Der Atem seiner Schwester ging so schnell wie bei diesem Mädchen, das er vor ein paar Tagen drüben am Strand aus dem Schilfdickicht heraus beobachtet hatte. Sie war nackt gewesen, ihr Freund hatte auf ihr gelegen und sich rhythmisch bewegt, und sie hatte dabei immer schneller geatmet. Das Atemgeräusch wurde in seinen Ohren immer lauter und lauter. Er blähte die Nasenflügel und roch das Seewasser auf ihrer Haut, vermischt mit dem intensiven Duft der Sonnencreme …
Mit einem Ruck richtete er sich auf, beugte sich weit nach vorn und umschloss mit seinen langen Armen die Knie, damit seine kleine Schwester nicht sehen konnte, was sie nicht sehen durfte.
Auf der Oberfläche des Sees brach sich das Licht der Sonne in tausend kleine Spiegel, und in jedem einzelnen konnte er sich sehen. Er sah einen Jungen, sechzehn Jahre alt, dünn, aber mit vom ständigen Schwimmen kräftigen Muskeln. Braune Haut, blondes, langes Haar. Er sah die rot leuchtenden Pickel an seinem vorspringenden Kinn, die von einem Zuviel an Hormonen zeugten.
Er sah sich neben seiner kleinen Schwester sitzen, die wie immer kein Bikinioberteil trug. Das tat sie nie, wenn sie beide allein waren. Sie war unbekümmert und frei und scherte sich nicht darum, wie es in ihm aussah.

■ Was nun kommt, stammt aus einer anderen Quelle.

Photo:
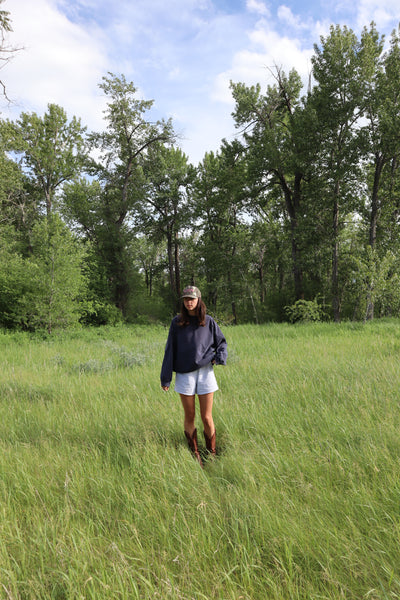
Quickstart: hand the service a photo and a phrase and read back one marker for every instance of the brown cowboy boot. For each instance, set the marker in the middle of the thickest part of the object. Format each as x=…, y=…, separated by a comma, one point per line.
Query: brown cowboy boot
x=210, y=443
x=192, y=441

Seine Erektion war jetzt schmerzhaft, und er beugte sich noch ein Stück weiter vor. Er wusste, es durfte nicht sein, es war falsch, falsch, falsch, sie war doch seine kleine Schwester, und doch konnte er sich nicht dagegen wehren.
Er biss sich auf die Zunge, bis es richtig wehtat. Der Schmerz lenkte ihn vom Schmerz in seinen Lenden ab.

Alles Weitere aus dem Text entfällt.